Upside Down

Well, not literally.  I’m not flipping the car or other antics described in the last post.

The publisher of my book about the care giving experience occasionally posts excerpts on the web.  One came up today, and it flips into that “upside down” feeling,

I guess it can’t be any other way. There is no magic cure for autism. You have to take in lots of advice and experiment with different approaches because what lifts the life of one autistic kid could be fruitless or even counterproductive with another.

upside down me

Care giving: actual footage.

The universal manual of “normal” parenting fails to help. Normal parenting is to yell if you spot an emergency in progress. But if we’d raised our voices and warned Joey, “Hey, put that down. You’ll put your eye out,” we’d be living with a Cyclops by now. You learn to use soft, reassuring tones to say, “Honey, you’re standing in front of an oncoming bus there. How about standing with Mommy instead?” You find yourself looking at the world upside down.

Care giving is a practice in which common sense and conventional wisdom take frequent beatings.  Which is why I try to share some spiritual perspectives here from time to time.  Misery loves company as it stands on its head, and it also cries out for help that can bring things into perspective.

One of those days…

…on which I woke up at a mellow pace, had a fruitful time in prayer, went to the gym, and am now brewing some coffee with little on the agenda until a friend’s graduation party this afternoon.

In other words, the kind of dawning weekend most folks desire, but which is too often eclipsed.  This is especially true over the years of care giving.  Weekends?  Holidays?  Vacations?  HAHAHAHAHAHAHAHAHA

20180515_123848I read a novel for a library book club (yes, I can go to things like that if so inclined these days).  The title evokes some of my perception.  Care giving calls on us to bury a good chunk of life, especially our many preferences if we are true to the task.

Aspects of who I am are being excavated these days.  It’s uncomfortable rediscovering them.  Was I lazy or a failure to have let them get buried?  Shouldn’t I have kept life in better balance?

Or are such burials loving sacrifices?

These and questions like them exercise my heart today.  I am thankful that I have the time and space to ponder them.

 

Silver Roses

An excerpt from our book showed up on our Publisher’s page today.  Hope it helps you get off of your own back.

One year, my wife and I planted roses all around our backyard.

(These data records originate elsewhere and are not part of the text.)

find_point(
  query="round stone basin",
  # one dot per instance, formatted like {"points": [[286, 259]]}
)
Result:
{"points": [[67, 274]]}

If we knew what we were doing, we would tell you that the flowers were called Lady Wilhelmina Sunburst Spectaculars or some such name. The reality is we went to the nursery and said things like, “Oh, let’s get some of those silver ones.”

Sure, we had red roses and yellow roses, but we were really excited by the bush that would give us silver roses. Our friends would stare and sputter, “Wow, silver roses. Never seen those.”

We planted the silver rose bush in a prominent angle of our fence line. It would be the eye-catching star of the backyard. We followed the nursery’s instructions about how deep to dig, how much to water, and whether it liked red or white wine with meals.

Our dog at the time was a burly malamute mix named Rocky. Evidently, he shared our interest in silver roses. We came home one afternoon to find Rocky lying on the grass, gnawing on the dug-up silver rose bush. After much arm-flapping and loud shouts of, “Oh no!” and “Bad dog!” we replanted the bush. Rocky was a good dog and left it alone. A few weeks later, we had our silver roses. That rose bush didn’t pout because a couple of beginning gardeners forgot to protect it from their dog. It just went back to making silver roses.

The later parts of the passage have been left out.